Verarbeitete Milchprodukte haben nicht nur den Vorteil, dass sie lager- und transportfähig sind, sondern einige davon ermöglichen auch Erwachsenen mit Laktose-Unverträglichkeit den Verzehr. Sie sind durch die Milchsäuregärung quasi schon ausserhalb des Körpers vor-verdaut und führen daher nicht mehr zu Blähungen oder anderen unangenehmen Begleiterscheinungen im eigenen Darm. Von DNA-Untersuchungen jungsteinzeitlicher Menschen wissen wir, dass Laktose-Unverträglichkeit weit verbreitet war, z.B. bei Ötzi.
Pfahlbauer-Käse?
Zur Herstellung von Milchprodukten braucht man kaum spezielle Gerätschaften. Formen, aus denen die Molke ablaufen kann, können einerseits Siebgefässe sein, andererseits genügt auch ein Holzrahmen mit eingelegtem Stoff, Farn oder Blättern auf einem Brett als Abtropfform. Zum Aufbrechen der Käsemasse bei der Hartkäseproduktion braucht es ein geeignetes Werkzeug, z.B. den historisch belegten „Milchquirl“. Um die eingedickte Käsemasse vom Topf in die Form zu bekommen, verwendet man am besten ein Tuch.

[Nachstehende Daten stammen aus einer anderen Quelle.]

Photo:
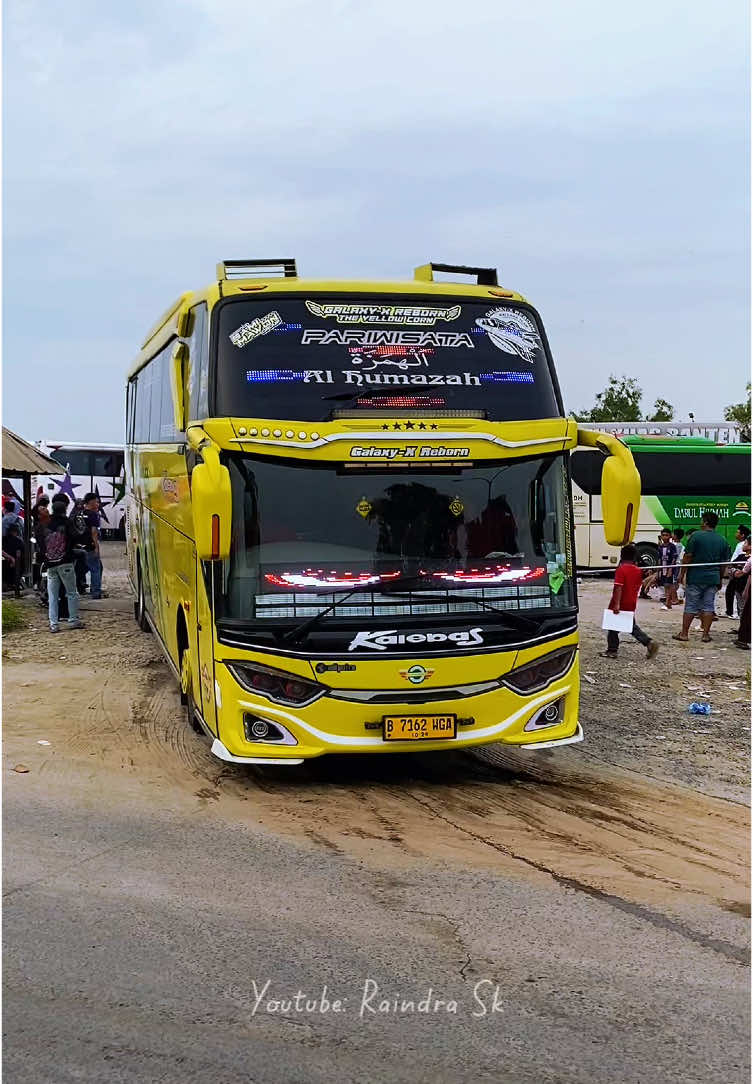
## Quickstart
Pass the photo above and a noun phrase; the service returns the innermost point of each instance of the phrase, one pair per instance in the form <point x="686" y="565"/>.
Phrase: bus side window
<point x="167" y="423"/>
<point x="130" y="410"/>
<point x="198" y="364"/>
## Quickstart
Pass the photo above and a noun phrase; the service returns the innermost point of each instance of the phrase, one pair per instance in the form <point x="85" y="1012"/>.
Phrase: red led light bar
<point x="502" y="573"/>
<point x="319" y="578"/>
<point x="415" y="402"/>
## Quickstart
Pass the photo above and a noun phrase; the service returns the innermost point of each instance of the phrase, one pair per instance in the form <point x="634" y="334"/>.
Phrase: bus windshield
<point x="496" y="536"/>
<point x="306" y="359"/>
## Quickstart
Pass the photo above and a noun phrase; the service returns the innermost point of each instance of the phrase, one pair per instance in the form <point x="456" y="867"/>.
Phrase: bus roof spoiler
<point x="256" y="269"/>
<point x="484" y="276"/>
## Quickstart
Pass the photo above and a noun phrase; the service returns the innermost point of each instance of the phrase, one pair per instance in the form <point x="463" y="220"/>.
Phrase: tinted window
<point x="198" y="366"/>
<point x="106" y="464"/>
<point x="692" y="474"/>
<point x="306" y="358"/>
<point x="586" y="470"/>
<point x="73" y="460"/>
<point x="700" y="474"/>
<point x="143" y="404"/>
<point x="130" y="409"/>
<point x="167" y="431"/>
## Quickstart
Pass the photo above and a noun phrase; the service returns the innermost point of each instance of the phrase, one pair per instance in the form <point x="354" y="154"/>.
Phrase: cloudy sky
<point x="597" y="154"/>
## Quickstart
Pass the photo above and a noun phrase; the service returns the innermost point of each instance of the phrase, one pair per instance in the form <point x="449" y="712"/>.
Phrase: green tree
<point x="741" y="413"/>
<point x="620" y="401"/>
<point x="663" y="411"/>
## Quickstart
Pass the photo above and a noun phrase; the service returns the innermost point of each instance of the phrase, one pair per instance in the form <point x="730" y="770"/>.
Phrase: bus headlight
<point x="275" y="684"/>
<point x="540" y="673"/>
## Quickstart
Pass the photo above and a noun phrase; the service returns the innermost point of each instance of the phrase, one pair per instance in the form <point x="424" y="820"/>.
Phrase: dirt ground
<point x="651" y="808"/>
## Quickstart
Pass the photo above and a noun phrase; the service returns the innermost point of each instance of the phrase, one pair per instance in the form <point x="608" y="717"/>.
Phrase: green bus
<point x="680" y="478"/>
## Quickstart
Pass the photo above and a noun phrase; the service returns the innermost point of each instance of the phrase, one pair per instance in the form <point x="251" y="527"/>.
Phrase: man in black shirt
<point x="13" y="558"/>
<point x="59" y="558"/>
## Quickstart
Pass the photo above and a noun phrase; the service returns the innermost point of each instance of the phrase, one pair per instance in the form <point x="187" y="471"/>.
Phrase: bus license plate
<point x="419" y="727"/>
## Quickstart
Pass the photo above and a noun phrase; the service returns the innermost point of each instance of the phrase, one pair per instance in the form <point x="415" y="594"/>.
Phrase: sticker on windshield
<point x="262" y="325"/>
<point x="398" y="357"/>
<point x="363" y="507"/>
<point x="419" y="315"/>
<point x="383" y="641"/>
<point x="513" y="332"/>
<point x="322" y="336"/>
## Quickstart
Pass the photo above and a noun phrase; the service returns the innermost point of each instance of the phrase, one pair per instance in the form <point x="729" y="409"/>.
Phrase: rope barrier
<point x="660" y="568"/>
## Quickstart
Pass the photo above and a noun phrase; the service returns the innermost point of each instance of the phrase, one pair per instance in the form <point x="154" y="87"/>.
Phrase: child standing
<point x="627" y="579"/>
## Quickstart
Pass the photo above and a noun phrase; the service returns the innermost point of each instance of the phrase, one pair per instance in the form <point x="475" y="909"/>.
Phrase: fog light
<point x="549" y="715"/>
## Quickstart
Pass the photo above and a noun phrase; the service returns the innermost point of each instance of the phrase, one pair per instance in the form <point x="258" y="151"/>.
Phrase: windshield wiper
<point x="513" y="619"/>
<point x="301" y="629"/>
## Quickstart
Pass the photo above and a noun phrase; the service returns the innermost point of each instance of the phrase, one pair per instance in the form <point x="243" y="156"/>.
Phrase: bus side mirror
<point x="620" y="500"/>
<point x="178" y="358"/>
<point x="211" y="501"/>
<point x="620" y="486"/>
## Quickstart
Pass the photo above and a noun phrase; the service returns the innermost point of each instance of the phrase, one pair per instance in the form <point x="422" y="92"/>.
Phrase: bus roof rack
<point x="256" y="269"/>
<point x="484" y="276"/>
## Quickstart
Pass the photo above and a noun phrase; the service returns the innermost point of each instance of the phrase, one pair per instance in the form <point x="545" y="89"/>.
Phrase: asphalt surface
<point x="161" y="912"/>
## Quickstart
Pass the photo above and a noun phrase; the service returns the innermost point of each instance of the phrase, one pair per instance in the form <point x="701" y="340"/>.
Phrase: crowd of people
<point x="66" y="553"/>
<point x="699" y="569"/>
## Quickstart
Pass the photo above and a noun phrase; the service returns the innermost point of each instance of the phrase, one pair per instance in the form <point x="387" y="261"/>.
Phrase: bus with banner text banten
<point x="680" y="478"/>
<point x="349" y="514"/>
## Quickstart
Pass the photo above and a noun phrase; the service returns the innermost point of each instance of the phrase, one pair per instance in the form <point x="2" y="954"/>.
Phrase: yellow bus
<point x="349" y="514"/>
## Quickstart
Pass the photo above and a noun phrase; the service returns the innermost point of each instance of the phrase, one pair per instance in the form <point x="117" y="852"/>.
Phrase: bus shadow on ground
<point x="461" y="768"/>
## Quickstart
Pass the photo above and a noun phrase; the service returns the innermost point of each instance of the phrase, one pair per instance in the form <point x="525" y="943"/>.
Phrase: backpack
<point x="55" y="545"/>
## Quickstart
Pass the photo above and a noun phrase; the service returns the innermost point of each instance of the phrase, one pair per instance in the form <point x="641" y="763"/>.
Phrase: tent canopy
<point x="20" y="457"/>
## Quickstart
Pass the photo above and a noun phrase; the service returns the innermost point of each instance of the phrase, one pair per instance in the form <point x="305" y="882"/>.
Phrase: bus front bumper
<point x="222" y="753"/>
<point x="330" y="725"/>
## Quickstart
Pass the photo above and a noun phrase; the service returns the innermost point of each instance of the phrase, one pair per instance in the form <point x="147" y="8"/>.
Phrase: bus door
<point x="204" y="687"/>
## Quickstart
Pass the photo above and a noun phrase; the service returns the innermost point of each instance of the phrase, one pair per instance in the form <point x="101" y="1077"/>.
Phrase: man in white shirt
<point x="735" y="584"/>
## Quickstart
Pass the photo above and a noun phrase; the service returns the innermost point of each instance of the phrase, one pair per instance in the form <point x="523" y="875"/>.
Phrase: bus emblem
<point x="416" y="674"/>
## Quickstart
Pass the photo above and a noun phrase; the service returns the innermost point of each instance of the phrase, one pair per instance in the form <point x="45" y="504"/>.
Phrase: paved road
<point x="579" y="924"/>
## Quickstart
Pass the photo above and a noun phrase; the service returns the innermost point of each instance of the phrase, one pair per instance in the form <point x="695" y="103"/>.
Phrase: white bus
<point x="89" y="468"/>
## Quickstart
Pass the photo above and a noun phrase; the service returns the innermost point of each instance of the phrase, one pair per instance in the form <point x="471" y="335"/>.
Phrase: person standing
<point x="91" y="505"/>
<point x="11" y="516"/>
<point x="736" y="583"/>
<point x="81" y="533"/>
<point x="705" y="555"/>
<point x="59" y="558"/>
<point x="13" y="558"/>
<point x="627" y="580"/>
<point x="667" y="556"/>
<point x="743" y="636"/>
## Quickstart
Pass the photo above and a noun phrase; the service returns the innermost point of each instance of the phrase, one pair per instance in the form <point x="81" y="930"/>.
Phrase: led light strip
<point x="380" y="436"/>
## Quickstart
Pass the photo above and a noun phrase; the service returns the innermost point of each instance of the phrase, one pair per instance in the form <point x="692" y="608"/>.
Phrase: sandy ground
<point x="646" y="822"/>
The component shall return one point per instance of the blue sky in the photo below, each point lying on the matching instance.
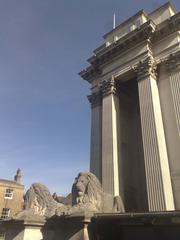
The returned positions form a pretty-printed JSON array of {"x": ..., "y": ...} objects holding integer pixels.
[{"x": 44, "y": 112}]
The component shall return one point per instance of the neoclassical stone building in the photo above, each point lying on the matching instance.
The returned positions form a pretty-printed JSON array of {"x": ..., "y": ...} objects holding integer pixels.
[{"x": 135, "y": 100}]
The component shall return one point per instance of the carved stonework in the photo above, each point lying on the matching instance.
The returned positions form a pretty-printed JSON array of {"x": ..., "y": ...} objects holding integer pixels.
[
  {"x": 95, "y": 99},
  {"x": 173, "y": 62},
  {"x": 146, "y": 68},
  {"x": 108, "y": 87}
]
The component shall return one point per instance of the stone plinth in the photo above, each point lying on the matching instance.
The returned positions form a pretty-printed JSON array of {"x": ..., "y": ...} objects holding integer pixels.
[
  {"x": 159, "y": 225},
  {"x": 67, "y": 228}
]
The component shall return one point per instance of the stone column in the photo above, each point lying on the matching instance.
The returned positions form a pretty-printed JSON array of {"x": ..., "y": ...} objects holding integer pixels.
[
  {"x": 96, "y": 134},
  {"x": 110, "y": 176},
  {"x": 159, "y": 187},
  {"x": 173, "y": 65}
]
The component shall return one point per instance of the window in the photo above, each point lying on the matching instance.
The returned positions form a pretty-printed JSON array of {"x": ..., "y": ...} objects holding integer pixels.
[
  {"x": 2, "y": 235},
  {"x": 5, "y": 213},
  {"x": 8, "y": 193}
]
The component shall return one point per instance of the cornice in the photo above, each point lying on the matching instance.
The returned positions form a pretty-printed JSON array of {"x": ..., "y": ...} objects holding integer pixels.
[
  {"x": 167, "y": 27},
  {"x": 117, "y": 48},
  {"x": 147, "y": 31},
  {"x": 146, "y": 68},
  {"x": 172, "y": 63}
]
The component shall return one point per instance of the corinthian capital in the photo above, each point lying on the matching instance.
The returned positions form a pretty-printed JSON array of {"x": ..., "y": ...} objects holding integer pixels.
[
  {"x": 108, "y": 87},
  {"x": 95, "y": 99},
  {"x": 146, "y": 68},
  {"x": 173, "y": 62}
]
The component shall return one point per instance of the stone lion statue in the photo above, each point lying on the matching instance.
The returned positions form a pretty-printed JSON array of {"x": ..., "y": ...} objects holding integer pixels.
[
  {"x": 39, "y": 200},
  {"x": 87, "y": 192}
]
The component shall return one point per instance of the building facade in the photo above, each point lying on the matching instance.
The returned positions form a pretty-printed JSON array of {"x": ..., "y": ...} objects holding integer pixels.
[
  {"x": 135, "y": 100},
  {"x": 11, "y": 196}
]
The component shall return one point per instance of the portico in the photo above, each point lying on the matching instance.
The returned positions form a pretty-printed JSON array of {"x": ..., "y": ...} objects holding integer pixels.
[{"x": 135, "y": 84}]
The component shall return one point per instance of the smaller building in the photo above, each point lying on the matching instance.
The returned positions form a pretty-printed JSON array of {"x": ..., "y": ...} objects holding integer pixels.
[{"x": 11, "y": 196}]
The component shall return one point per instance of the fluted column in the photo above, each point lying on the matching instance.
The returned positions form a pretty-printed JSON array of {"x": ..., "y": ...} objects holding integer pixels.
[
  {"x": 110, "y": 176},
  {"x": 96, "y": 134},
  {"x": 173, "y": 65},
  {"x": 159, "y": 187}
]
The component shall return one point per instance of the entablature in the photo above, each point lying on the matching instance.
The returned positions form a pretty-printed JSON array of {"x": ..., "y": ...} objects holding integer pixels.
[{"x": 147, "y": 32}]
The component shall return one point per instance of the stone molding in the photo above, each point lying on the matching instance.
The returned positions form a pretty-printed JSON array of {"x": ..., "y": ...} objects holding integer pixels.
[
  {"x": 146, "y": 68},
  {"x": 95, "y": 99},
  {"x": 108, "y": 87}
]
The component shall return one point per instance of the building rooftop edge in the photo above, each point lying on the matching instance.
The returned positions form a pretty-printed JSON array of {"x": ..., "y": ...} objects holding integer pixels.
[
  {"x": 10, "y": 182},
  {"x": 139, "y": 13},
  {"x": 163, "y": 6},
  {"x": 126, "y": 21}
]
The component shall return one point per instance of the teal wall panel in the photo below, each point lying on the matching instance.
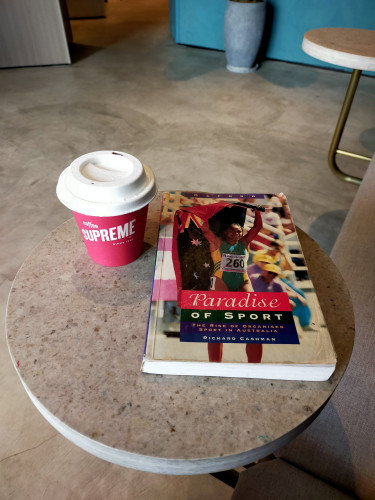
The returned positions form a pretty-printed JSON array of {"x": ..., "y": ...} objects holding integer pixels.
[{"x": 201, "y": 23}]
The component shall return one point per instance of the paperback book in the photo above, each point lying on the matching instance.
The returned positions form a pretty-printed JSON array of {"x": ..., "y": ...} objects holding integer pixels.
[{"x": 231, "y": 294}]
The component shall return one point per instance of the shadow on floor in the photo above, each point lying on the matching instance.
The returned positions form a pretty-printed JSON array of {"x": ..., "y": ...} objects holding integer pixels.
[
  {"x": 325, "y": 229},
  {"x": 79, "y": 52}
]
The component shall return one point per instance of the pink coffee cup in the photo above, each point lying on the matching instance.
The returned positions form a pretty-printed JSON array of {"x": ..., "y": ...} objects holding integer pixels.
[{"x": 109, "y": 193}]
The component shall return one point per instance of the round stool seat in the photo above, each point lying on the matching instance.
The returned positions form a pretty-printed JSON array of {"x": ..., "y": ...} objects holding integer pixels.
[{"x": 351, "y": 48}]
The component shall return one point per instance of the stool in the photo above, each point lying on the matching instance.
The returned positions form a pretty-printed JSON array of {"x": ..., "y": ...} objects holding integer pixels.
[{"x": 350, "y": 48}]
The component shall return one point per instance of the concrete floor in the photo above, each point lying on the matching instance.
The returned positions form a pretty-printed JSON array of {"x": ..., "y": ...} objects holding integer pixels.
[{"x": 198, "y": 126}]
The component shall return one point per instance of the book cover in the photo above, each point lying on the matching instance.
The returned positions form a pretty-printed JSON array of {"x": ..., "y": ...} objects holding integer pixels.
[{"x": 231, "y": 294}]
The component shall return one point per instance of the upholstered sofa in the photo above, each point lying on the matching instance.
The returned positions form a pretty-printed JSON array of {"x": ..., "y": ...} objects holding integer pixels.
[{"x": 335, "y": 456}]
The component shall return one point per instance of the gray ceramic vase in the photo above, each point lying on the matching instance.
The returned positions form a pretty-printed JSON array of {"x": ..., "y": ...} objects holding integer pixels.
[{"x": 243, "y": 32}]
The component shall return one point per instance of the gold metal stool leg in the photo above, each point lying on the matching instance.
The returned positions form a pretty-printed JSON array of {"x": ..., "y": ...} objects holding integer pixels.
[{"x": 333, "y": 150}]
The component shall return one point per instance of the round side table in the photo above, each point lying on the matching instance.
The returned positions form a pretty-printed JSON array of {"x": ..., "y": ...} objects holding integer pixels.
[{"x": 76, "y": 335}]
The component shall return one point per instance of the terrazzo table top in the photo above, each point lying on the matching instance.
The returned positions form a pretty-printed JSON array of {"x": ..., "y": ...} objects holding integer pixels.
[
  {"x": 76, "y": 334},
  {"x": 347, "y": 47}
]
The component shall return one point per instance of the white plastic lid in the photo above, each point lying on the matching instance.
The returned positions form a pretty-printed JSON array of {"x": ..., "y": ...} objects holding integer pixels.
[{"x": 106, "y": 183}]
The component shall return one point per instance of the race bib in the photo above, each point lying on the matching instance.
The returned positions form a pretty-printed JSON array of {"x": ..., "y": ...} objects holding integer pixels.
[{"x": 233, "y": 263}]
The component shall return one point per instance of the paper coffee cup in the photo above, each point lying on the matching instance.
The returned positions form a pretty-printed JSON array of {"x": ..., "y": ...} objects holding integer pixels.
[{"x": 109, "y": 193}]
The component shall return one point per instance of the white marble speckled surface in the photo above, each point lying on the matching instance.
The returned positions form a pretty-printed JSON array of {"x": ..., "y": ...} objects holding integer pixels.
[{"x": 76, "y": 333}]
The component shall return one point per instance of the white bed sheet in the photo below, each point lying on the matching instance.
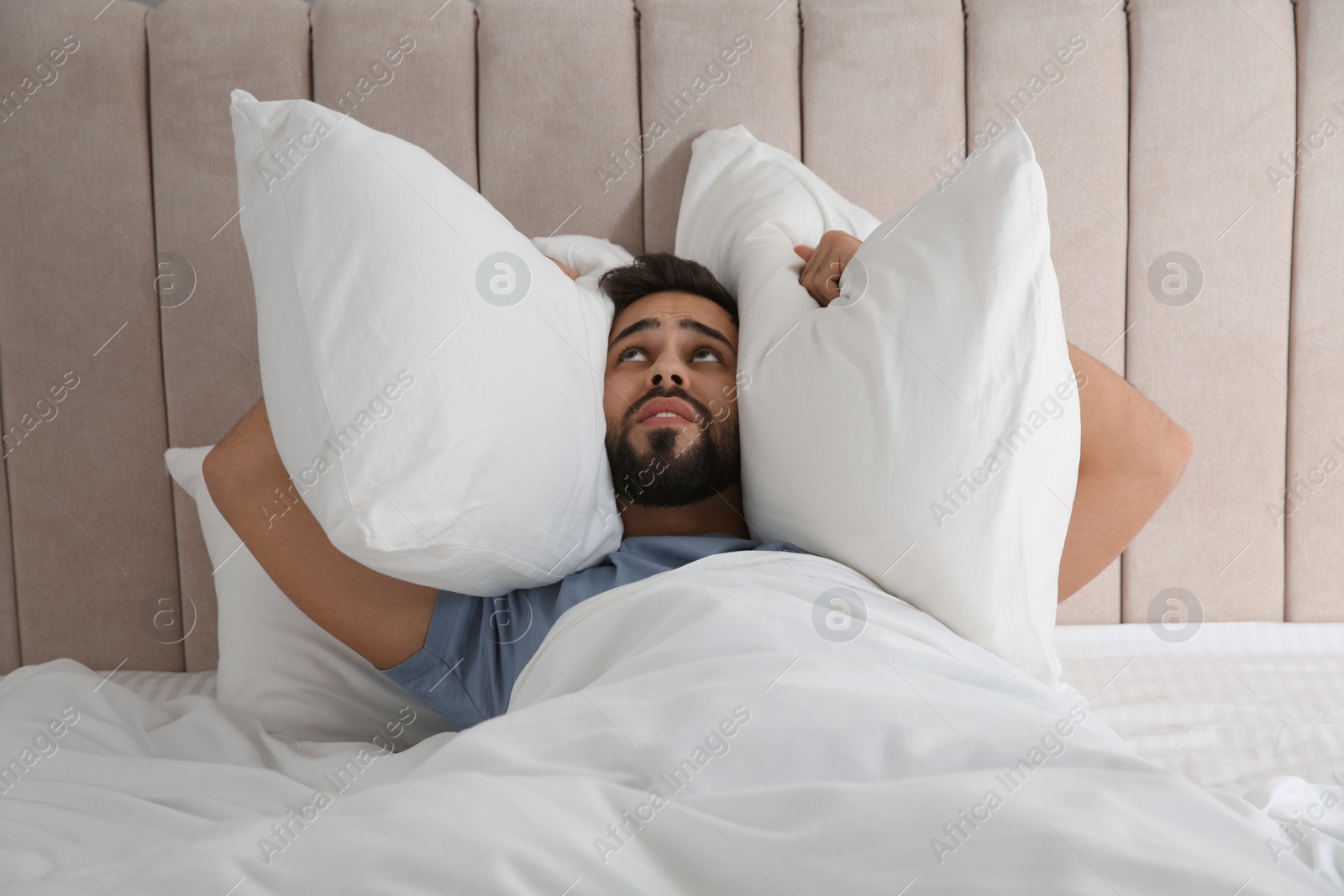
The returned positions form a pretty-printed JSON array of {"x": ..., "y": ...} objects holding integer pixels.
[
  {"x": 1233, "y": 707},
  {"x": 779, "y": 761},
  {"x": 160, "y": 687}
]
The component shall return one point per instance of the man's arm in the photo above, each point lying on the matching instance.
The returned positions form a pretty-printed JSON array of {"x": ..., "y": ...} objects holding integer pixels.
[
  {"x": 1132, "y": 457},
  {"x": 1132, "y": 454},
  {"x": 382, "y": 618}
]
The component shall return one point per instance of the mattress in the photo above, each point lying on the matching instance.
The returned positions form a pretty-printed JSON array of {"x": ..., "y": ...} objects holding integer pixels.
[
  {"x": 165, "y": 685},
  {"x": 1234, "y": 705}
]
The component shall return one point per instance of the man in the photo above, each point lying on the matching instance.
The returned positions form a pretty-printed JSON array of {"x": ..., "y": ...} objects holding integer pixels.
[{"x": 672, "y": 443}]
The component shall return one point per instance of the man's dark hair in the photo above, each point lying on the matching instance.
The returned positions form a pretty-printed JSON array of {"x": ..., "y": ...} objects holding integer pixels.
[{"x": 663, "y": 273}]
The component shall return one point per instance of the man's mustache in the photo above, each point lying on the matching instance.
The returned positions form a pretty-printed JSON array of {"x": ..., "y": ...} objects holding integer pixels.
[{"x": 701, "y": 410}]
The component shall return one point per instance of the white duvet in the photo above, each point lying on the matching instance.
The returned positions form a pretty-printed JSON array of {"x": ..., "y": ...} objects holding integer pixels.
[{"x": 712, "y": 730}]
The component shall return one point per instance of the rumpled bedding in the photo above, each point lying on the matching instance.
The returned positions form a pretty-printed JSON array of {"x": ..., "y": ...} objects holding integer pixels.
[{"x": 750, "y": 723}]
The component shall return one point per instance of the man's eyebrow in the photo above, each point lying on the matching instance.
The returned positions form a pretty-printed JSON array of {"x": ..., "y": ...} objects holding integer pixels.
[{"x": 685, "y": 322}]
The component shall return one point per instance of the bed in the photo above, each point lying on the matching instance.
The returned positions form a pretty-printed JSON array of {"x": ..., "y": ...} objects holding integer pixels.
[{"x": 118, "y": 212}]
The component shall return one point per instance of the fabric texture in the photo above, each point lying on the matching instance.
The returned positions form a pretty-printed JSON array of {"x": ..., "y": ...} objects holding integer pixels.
[
  {"x": 275, "y": 663},
  {"x": 703, "y": 712},
  {"x": 476, "y": 647},
  {"x": 924, "y": 427},
  {"x": 407, "y": 389}
]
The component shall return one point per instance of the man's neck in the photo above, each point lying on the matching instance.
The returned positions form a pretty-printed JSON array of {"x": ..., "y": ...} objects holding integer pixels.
[{"x": 721, "y": 512}]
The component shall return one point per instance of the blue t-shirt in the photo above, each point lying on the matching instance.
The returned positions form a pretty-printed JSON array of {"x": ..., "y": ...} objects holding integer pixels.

Welche Produkte die Pfahlbauer*innen aus Milch tatsächlich herstellten, wissen wir nicht. Was man finden kann, sind Siebgefässe und Holzobjekte wie den Milchquirl. Ob sie diese Objekte aber zur Käseherstellung verwendet haben oder für den Griessbrei oder das Haselnussmus – oder ob sie gar multifunktional waren – ist meist nicht belegbar. Nachgewiesen sind Milchfette in Keramiktöpfen, die zumindest dafür sprechen, dass Milch (oder Sahne) gekocht oder erhitzt wurde. Offensichtlich wussten schon die Menschen in der Jungsteinzeit, dass man die Milch besser gleich abkocht, und vielleicht hatten sie auch schon ihr Lieblings-Frischkäserezept oder konnten noch im Winter auf den Topf mit Butterschmalz zurückgreifen.